Если травмы всегда ассоциируются с болью и оставляют негативный отпечаток, то импринтинг — это явление положительное. Когда животное действует согласно импринтингу, у него вырабатывается позитивная привязанность к определённой реальности. Как и травмирующий опыт, процесс запечатления краткосрочен, практически никогда не повторяется и подкрепления дальнейшими действиями не требует. У человека это видно на примере отношений между матерью и ребёнком. Подобное может повториться, когда ребёнок вырастет и влюбится в другого человека. Привязанность к своей матери, ребёнку или партнёру представляет собой одну из трёх разновидностей жизненно важного опыта, который мы приобретаем на протяжении своей жизни и который представляет собой основу для такого явления, как импринтинг. Слово «влюблённость» фактически служит общепринятым описанием эмоционального наполнения того, что мы называем импринтингом, но прежде, чем мы заглянем глубже в мир людей, не помешает бросить беглый взгляд на то, как этопроисходит у других видов животных.

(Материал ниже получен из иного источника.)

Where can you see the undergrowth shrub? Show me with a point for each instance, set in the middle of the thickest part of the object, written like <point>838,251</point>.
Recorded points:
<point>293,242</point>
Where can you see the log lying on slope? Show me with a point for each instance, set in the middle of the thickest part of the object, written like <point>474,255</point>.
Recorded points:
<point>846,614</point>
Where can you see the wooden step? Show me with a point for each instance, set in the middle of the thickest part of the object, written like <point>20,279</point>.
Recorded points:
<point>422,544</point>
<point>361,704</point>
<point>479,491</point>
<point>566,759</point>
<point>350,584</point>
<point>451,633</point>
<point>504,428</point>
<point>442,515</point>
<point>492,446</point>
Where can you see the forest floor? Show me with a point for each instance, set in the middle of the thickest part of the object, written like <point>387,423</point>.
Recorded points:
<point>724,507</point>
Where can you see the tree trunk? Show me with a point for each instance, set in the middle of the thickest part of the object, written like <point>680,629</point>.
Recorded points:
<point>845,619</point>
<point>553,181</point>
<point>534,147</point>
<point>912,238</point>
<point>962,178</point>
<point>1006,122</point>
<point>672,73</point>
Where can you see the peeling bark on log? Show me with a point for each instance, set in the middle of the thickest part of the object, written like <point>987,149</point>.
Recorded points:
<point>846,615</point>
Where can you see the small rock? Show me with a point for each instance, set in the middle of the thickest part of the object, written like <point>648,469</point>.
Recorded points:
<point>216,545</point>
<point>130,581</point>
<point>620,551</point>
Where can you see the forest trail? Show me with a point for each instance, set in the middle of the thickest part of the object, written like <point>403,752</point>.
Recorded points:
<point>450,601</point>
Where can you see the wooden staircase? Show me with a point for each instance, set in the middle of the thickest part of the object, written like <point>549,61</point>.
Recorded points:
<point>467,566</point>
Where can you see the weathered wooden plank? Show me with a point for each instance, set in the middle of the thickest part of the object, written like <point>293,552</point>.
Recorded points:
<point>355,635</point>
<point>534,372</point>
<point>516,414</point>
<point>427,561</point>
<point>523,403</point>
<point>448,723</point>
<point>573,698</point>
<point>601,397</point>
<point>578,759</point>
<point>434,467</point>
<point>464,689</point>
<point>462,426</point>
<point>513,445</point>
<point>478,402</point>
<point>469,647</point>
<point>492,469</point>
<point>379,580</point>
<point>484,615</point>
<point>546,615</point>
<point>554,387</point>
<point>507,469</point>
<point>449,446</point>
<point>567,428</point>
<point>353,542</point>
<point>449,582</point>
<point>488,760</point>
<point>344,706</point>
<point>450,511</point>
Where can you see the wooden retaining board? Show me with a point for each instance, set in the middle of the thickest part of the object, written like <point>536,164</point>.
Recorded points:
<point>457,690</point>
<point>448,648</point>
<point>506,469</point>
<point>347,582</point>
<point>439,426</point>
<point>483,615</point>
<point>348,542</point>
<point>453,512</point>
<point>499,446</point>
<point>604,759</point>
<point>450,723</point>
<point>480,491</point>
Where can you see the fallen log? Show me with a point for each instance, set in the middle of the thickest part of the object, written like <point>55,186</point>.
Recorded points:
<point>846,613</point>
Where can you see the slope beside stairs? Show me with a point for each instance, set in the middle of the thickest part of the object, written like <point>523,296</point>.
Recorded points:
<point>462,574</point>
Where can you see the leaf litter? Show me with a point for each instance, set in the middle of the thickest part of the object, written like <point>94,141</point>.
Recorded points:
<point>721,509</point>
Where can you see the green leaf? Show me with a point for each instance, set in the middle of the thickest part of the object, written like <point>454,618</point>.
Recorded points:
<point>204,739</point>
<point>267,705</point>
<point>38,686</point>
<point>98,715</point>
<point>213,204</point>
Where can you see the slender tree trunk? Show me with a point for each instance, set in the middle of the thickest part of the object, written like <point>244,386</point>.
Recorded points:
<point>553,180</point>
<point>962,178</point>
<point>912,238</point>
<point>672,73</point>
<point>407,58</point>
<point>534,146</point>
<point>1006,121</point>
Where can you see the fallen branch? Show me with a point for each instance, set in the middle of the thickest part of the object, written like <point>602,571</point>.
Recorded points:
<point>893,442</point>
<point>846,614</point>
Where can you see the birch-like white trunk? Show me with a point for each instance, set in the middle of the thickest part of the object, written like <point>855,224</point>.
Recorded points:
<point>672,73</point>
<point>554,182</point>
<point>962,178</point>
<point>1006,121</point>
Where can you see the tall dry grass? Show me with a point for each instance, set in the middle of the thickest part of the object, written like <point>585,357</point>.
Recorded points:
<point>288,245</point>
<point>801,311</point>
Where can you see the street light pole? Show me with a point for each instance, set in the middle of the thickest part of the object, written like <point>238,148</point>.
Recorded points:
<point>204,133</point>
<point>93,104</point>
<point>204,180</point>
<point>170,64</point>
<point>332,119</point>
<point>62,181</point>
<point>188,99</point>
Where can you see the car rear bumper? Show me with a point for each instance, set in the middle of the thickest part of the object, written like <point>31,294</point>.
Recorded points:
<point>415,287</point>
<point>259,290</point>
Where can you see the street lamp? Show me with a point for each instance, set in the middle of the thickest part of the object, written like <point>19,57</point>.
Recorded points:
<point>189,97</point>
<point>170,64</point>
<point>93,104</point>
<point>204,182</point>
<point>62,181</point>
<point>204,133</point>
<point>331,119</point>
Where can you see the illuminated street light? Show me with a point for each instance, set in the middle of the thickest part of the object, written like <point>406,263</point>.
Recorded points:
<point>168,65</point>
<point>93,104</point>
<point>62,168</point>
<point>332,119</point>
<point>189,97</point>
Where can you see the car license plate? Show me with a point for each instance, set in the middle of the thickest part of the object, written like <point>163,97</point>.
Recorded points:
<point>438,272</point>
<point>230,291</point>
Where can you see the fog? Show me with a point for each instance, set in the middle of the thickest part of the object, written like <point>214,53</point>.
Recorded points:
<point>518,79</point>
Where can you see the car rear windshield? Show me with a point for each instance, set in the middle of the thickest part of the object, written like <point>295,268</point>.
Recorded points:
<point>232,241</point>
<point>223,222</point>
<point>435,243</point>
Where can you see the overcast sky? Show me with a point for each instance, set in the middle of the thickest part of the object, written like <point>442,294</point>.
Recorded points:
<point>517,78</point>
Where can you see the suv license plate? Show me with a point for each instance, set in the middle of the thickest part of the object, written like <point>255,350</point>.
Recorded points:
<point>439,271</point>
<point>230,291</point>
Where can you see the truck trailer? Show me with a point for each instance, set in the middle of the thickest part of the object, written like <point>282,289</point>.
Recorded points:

Птенцам многих птиц после вылупления из яиц необходимо немедленно установить контакт с матерью и научиться её узнавать. Они вынуждены следовать за ней неотступно и в целях безопасности всё время находиться рядом. Если только что вылупившиеся цыплята или утята делать этого не будут, они скоро потеряются или погибнут. Они настолько активны и подвижны, что матери никогда не удалось бы удержать их вблизи себя, если бы не сила импринтинга. Запечатление является делом всего нескольких минут. Первый же большой движущийся объект, попадающий в поле зрения цыплёнка или утёнка, автоматически становится «матерью». В нормальных условиях, естественно, этим объектом оказывается настоящая мать птенцов, но в экспериментальной ситуации им может стать всё что угодно. Если первым большим движущимся объектом, который видят инкубаторские цыплята, оказывается оранжевый воздушный шар, они будут толпиться вокруг него: шар сразу же принимает статус «матери». Влияние запечатления настолько велико, что, если через несколько дней цыплятам предоставить возможность выбора между шаром и матерью настоящей (которую раньше от них скрывали), они предпочтут шар. Более убедительного доказательства существования привычек и запечатлений, чем группа инкубаторских цыплят, стремящихся укрыться "под крылом" оранжевого шара и совершенно игнорирующих при этом родную мать, нельзяи представить.